2016-09-21 / Public Safety

Learning Burning

by Melissa Cummings, Communications and Outreach Specialist

Learning about burning: state meeting expands prescribed fire impact

The Georgia Prescribed Fire Council will explore the vital role of prescribed burning done right at its annual meeting Sept. 29 in Tifton.

Experts will cover a range of fire topics. In the keynote address, prescribed fire veteran Jeremy Bailey, chair of the Coalition of Prescribed Fire Councils and fire training and Fire Learning Network coordinator for The Nature Conservancy, will discuss the impact prescribed fire councils are having nationally.

The meeting in Tifton will add to that impact, suggested council Chair Mark Melvin, conservation manager at Joseph W. Jones Ecological Research Center in southwest Georgia.

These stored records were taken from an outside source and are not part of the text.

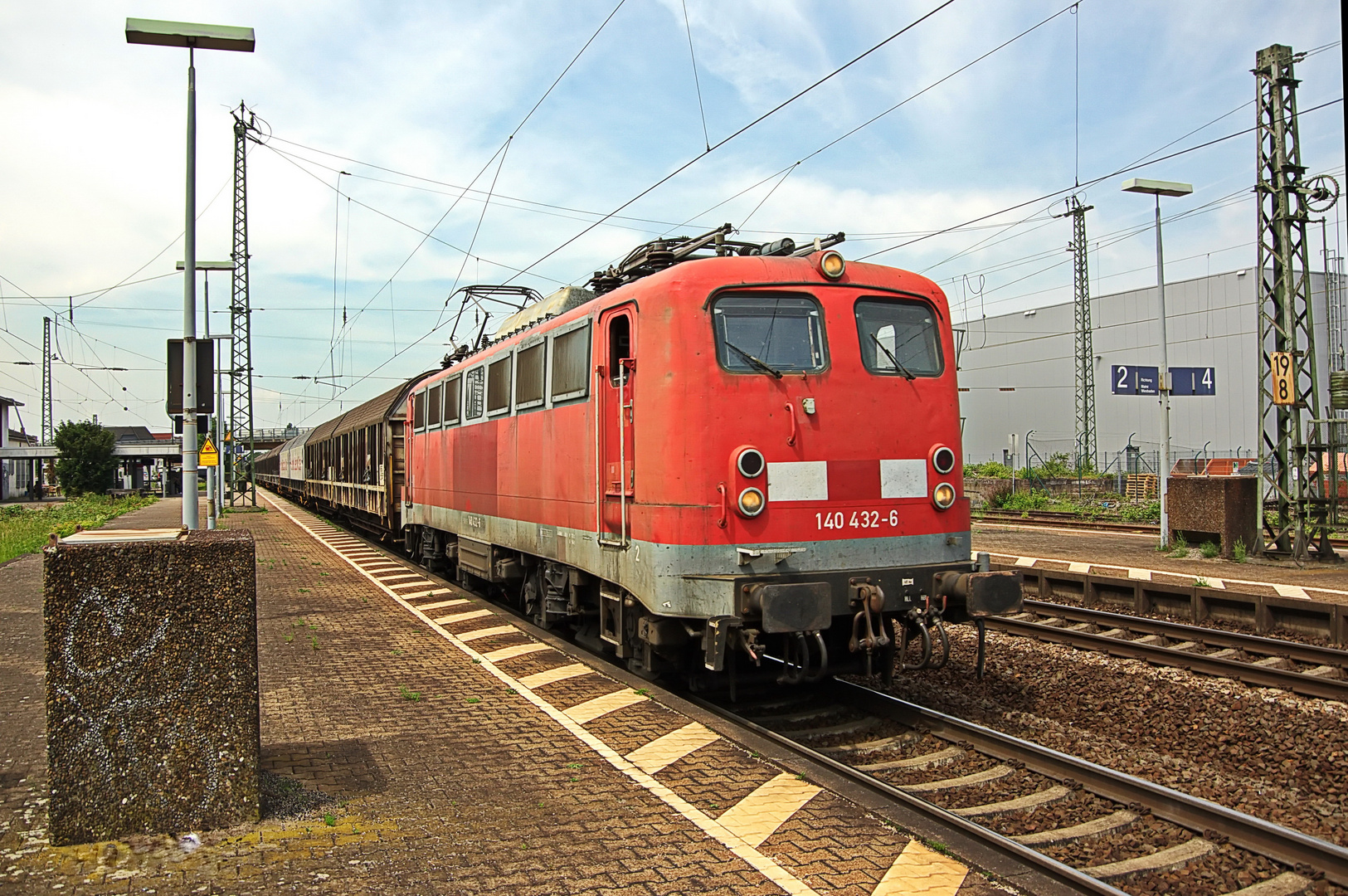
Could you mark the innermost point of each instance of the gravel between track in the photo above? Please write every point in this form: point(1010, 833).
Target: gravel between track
point(1266, 752)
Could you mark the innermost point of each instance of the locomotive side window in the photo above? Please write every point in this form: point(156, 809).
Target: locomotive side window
point(528, 376)
point(571, 364)
point(898, 337)
point(619, 348)
point(474, 388)
point(765, 333)
point(452, 401)
point(498, 386)
point(433, 406)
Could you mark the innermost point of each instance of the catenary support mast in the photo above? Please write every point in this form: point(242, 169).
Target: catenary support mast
point(1294, 503)
point(1085, 353)
point(241, 472)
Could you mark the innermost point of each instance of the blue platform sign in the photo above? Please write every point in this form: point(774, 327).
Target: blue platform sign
point(1193, 380)
point(1126, 379)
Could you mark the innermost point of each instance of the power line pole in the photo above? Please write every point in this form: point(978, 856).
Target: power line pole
point(47, 429)
point(1292, 477)
point(241, 319)
point(1085, 353)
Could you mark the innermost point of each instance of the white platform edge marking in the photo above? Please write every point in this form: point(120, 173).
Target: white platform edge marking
point(705, 822)
point(1297, 592)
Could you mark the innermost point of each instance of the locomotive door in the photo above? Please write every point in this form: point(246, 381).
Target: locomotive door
point(616, 373)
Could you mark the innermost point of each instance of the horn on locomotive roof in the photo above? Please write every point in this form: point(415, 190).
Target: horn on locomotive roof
point(658, 255)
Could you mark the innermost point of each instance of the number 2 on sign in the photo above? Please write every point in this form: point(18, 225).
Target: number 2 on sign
point(1283, 377)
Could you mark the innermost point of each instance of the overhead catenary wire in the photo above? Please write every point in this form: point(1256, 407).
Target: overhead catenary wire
point(740, 131)
point(697, 84)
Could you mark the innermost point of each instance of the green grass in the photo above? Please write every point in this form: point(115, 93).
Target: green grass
point(26, 530)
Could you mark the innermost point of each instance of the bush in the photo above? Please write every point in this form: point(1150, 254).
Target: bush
point(990, 470)
point(1057, 466)
point(1022, 500)
point(1149, 512)
point(85, 464)
point(25, 530)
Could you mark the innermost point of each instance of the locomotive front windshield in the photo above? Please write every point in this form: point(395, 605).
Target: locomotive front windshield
point(769, 334)
point(898, 337)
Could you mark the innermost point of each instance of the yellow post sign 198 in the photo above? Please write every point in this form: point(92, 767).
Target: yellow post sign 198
point(1283, 377)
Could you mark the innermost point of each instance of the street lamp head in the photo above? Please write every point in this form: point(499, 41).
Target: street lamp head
point(209, 265)
point(1157, 187)
point(187, 34)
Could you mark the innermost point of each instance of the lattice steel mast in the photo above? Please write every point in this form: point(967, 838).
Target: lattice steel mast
point(1085, 423)
point(47, 429)
point(1293, 511)
point(241, 476)
point(1085, 352)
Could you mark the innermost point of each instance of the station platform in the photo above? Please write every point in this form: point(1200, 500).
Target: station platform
point(459, 753)
point(1045, 544)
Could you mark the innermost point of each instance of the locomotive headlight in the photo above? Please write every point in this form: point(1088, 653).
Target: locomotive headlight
point(942, 460)
point(832, 265)
point(750, 462)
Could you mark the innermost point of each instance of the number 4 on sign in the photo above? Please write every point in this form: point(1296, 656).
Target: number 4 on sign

“Our annual event is a time that fire practitioners meet to learn from subject matter experts about topics such as law and policy, current fire research, landowner incentive programs, and forestry and wildlife management – all of which help fire managers do a better job planning and executing prescribed fires around the state,” Melvin said.

Prescribed fire involves applying the natural process of fire in a safe way to ensure ecosystem health and reduce the risk of wildfire. This tool is driven by adaptive management, where techniques and prescriptions are changed to achieve management goals. Those goals include preparing seedbeds, recycling nutrients into the soil, improving forest health and wildlife habitat, protecting rare species, and reducing risks associated with wildfire.

All will be on tap at the Prescribed Fire Council meeting, open to the public and held at the University of Georgia’s Tifton Campus Conference Center. Topics include a “state of fire” report from Georgia Forestry Commission Director Robert Farris, opportunities for conserving at-risk species, prescriptions for applying prescribed fire in young longleaf pine stands and a look at landowner’s liability.

The Georgia Prescribed Fire Council has served as a statewide platform for prescribed fire advocacy and public education since January 2007. Council partners include state and federal agencies, non-profit organizations, academia, and private landowners and managers from across the state.

Shan Cammack, with the Georgia Department of Natural Resources’ Wildlife Resources Division, said prescribed fire underscores the mission of her agency: to conserve, enhance and promote Georgia’s wildlife resources and outdoor heritage through science-driven research, management, regulation and education. That means not only working on Wildlife Resources lands, but informing and supporting private landowners as they manage natural resources, particularly through prescribed fire.